Da una parte Fumito Ueda, dall’altra Death Stranding. Per mille e mille versi, due insiemi che intersecati restituiscono il Vuoto. Lo dice la matematica, quella stessa matematica che basta a dimostrare che i videogiochi sono Arte, perché somma di elementi che a loro volta lo sono. Eppure più leggo di quel maledetto gameplay – quello che non ho guardato ma Gameromancer mi ha raccontato in diretta – e più l’unica risposta razionale mi sembra una e una sola, come una retta che passa per due punti allineati.
La matematica sbaglia, perché c'è Fumito Ueda riflesso in Death Stranding. Proprio nel Vuoto di Death Stranding
Ti piace? La meccanica legata ai “like” in Death Stranding è emblematica, a questo proposito.

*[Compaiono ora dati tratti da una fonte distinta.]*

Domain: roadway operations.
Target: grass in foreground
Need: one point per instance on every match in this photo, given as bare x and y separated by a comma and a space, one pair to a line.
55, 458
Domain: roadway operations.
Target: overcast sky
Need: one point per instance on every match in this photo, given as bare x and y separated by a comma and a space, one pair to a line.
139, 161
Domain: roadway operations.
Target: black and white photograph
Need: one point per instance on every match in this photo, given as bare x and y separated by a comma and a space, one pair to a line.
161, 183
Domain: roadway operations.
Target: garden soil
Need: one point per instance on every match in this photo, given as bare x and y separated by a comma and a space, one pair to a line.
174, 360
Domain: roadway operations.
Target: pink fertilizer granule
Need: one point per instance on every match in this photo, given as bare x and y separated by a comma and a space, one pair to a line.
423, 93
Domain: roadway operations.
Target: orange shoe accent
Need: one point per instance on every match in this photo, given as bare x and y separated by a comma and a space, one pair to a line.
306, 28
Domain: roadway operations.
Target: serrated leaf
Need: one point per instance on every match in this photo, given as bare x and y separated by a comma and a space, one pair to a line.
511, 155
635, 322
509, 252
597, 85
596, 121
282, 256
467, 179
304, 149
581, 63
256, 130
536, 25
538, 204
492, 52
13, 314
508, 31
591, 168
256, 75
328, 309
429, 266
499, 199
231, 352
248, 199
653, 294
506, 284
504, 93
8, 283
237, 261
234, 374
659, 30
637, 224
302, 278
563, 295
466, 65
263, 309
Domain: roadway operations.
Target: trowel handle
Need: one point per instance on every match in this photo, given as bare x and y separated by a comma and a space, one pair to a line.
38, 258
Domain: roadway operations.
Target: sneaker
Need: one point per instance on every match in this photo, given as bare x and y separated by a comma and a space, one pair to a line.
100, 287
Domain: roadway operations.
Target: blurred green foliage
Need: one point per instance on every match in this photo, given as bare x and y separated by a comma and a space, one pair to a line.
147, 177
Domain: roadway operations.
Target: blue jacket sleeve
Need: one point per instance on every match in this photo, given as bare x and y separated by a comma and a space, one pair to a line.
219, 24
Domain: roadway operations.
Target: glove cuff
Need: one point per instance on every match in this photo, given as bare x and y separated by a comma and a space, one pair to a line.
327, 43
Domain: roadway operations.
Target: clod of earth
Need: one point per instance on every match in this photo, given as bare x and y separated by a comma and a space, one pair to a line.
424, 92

È questo, il riflesso di Fumito Ueda che ho visto in Death Stranding. Un gioco di specchi che mostrano la stessa immagine, lo stesso disagio, ma al contrario. Wander è condannato, noi abbiamo ancora speranza. È narrativa che passa dal gameplay, come il dover tenere premuto un tasto per fare in modo che Ico, dall’altra parte dello schermo, tenga la mano di Yorda. È quello che un videogioco dovrebbe fare, come dovrebbe raccontarlo: perché la cutscene è qualcosa che i videogiochi hanno rubato al Cinema, una soluzione di comodo che aggiunge minutaggio in modo semplice per tutti. Anche per noi che giochiamo, perché la discesa verso l’inferno di Wander va intercettata, e solo chi ha la sensibilità per farlo può percepire Shadow of the Colossus. Per tutti gli altri rimane quell’action-RPG uscito su PS2, con la mappa enorme e delle belle musiche (quando ci sono), ma a cui manca qualcosa. Familiare, no? È una delle critiche più gettonate sia per Ueda che per Death Stranding. Manca qualcosa. Qualcosa che invece c’è, va semplicemente cercato. Che sta già creando legami prima del day one, tra chi questo qualcosa lo vede e chi preferisce parlare di Amazon Simulator.